The Chinese merchants were familiar with the Portrait 8Rs and trusted them above all other silver trade coins. The Chinese merchants preferred high grade coins - but the practice of chop marking coins soon reduced many of the coins to nearly unrecognizable lumps of silver. In the 1870's and 1880's some Chinese merchants began paying a premium of 5% or more for high grade Portrait 8Rs. The Chinese merchants referred to the coins as "Bustman" dollars.
Starting in the 1870's, silver discoveries in the US west dumped so much silver on the market that world prices fell. The supply exceeded demand and so the standard "dollar" soon contained less than a dollars worth of silver. Sharp operators would present silver bullion at the mint for coining dollars and then trade the silver coins for gold at banks. The ratio between gold and silver was drastically altered and eventually many countries went off the silver standard. There are many books covering the dispute between the proponents of the silver and gold standards.
But the Chinese merchants had a preference for silver and they wanted Portrait 8Rs which were last produced about 50 years earlier.

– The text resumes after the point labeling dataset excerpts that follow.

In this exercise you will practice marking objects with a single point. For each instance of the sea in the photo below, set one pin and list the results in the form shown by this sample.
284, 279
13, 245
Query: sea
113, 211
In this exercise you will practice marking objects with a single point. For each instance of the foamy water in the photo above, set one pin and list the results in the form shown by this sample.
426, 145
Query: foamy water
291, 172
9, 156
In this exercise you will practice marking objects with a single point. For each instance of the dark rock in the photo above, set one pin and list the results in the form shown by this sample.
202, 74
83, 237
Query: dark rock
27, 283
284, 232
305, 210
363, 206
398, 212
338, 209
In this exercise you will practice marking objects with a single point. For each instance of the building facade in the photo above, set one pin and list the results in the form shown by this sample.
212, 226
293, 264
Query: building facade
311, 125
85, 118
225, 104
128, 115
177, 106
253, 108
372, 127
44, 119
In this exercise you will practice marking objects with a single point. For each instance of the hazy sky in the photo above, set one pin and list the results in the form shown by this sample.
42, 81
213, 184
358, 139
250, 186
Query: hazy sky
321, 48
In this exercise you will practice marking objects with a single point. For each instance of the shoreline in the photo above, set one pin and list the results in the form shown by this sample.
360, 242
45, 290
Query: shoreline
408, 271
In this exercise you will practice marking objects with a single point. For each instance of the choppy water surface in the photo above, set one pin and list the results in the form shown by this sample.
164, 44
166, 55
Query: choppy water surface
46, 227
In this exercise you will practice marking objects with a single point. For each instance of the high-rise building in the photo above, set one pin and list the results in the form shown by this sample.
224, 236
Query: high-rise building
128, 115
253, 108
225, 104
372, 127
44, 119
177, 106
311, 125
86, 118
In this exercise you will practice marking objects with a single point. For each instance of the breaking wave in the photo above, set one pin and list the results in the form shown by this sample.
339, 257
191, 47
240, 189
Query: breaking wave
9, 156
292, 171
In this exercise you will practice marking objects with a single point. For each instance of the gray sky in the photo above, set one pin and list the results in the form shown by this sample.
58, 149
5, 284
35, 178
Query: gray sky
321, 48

There was an attempt at about this time to open a branch US mint in San Francisco to make only MEXICAN Portrait 8R coins but the deal fell apart when Mexico demanded a percentage fee for the US to make them. But that did not stop "private" industry from filling the need. Millions of copies of the Portrait 8Rs were made for export to China over the next 5-6 decades. The trade in "bullion copies" did not cease until about 1930 just prior to the Chinese government demonetizing the OLD Bustman coins.
The fact that portrait 8Rs were made in large numbers has been known about for many years but a simple way to identify these bullion copies has never been found. The dies used were very well made by professional jewelers, token and button makers. Private mints were common at that time and operated legally in the US as long as there was no intent to defraud the merchants by using too little silver. In some cases, sterling silver (more available in some markets) was substituted for 900 fine silver. These are detectable by SG. A few were made in debased silver down to about 700 fine - these too can be identified by SG.
The impetus for the trade was the ability to secure the coin that the Chinese wanted. There was a 15% premium for quantities of 8Rs from Mexico (I suspect they too were making new bullion copies. It is hard to believe that even Mexico had substantial numbers of old Portrait 8Rs in the 1870's in high grades. Mexico wanted a 15% premium for the coins. I would propose that these Mexican made "restrikes" would have used IDENTICAL methods and so may be 100% undetectable).
So, at some points in time, bullion copies of the 8R could be made for 35 to 50 cents each for materials. In China these could be used to buy goods valued nearer to $1. Under the circumstances there was no shortage of people willing to make the coins.
In my hometown, there was a factory that produced these coins from about 1880 to 1930. I actually spoke to one of the last surviving members of the production crew in the 1960s and heard first hand the stories of the production. It was a large scale operation that produced thousands of coins A DAY.
So starting when I was a teen, I went on a quest to figure out HOW to identify these coins and separate them from the "originals".
jfransch I am unaware of Mexico using a single die edger at any point in production. The edge mills were all set up for two die bars and using one to edge with one die would have required far too much time in my opinion. Each coin blank would take exactly twice as long to edge and at the half way point the coin would have to be taken out and re-inserted. There are some instances of old chipped edge dies and non-matching old edge dies coming back into service after they had been retired. To me this indicates an effort to keep the two die edgers in production. I suspect the single edge die apparatus was not used by the Mexicans.
However, when machine power replaced human power (like in the US in 1880) a powered edger could be used to edge a coin with one die or with a rotary die. This was FAST. But created one overlap.
I have also experimented with trace contaminants (detectable by XRF) as markers for the type - but I find that once again the "experts" in the field are saying simply "don't bother". "There is no way to tell." But no one that I know has tried with anything other than colonial copper coins trying to isolate the mines the raw materials came from. I would prefer to experiment and prove it does not work, but to do so I need access to an XRF for an extended period of time. I did a few tests (about 12) when I had access to an XRF in 1999 and the results were "promising" but I would need 100's or 1000's of tests to "prove" it to the experts.
odentheviking and
RealPeso The attitude that these 1870-1930 copies are REAL drives me nuts. If that criteria is acceptable, does that mean that the Chinese silver counterfeits made last week will be REAL someday?
Just because it may be difficult to distinguish between the REAL coins made from 1771 to 1825 - the Late Bullion Counterfeits 1870-1930 and the Modern Frauds made anytime is that any reason NOT TO TRY?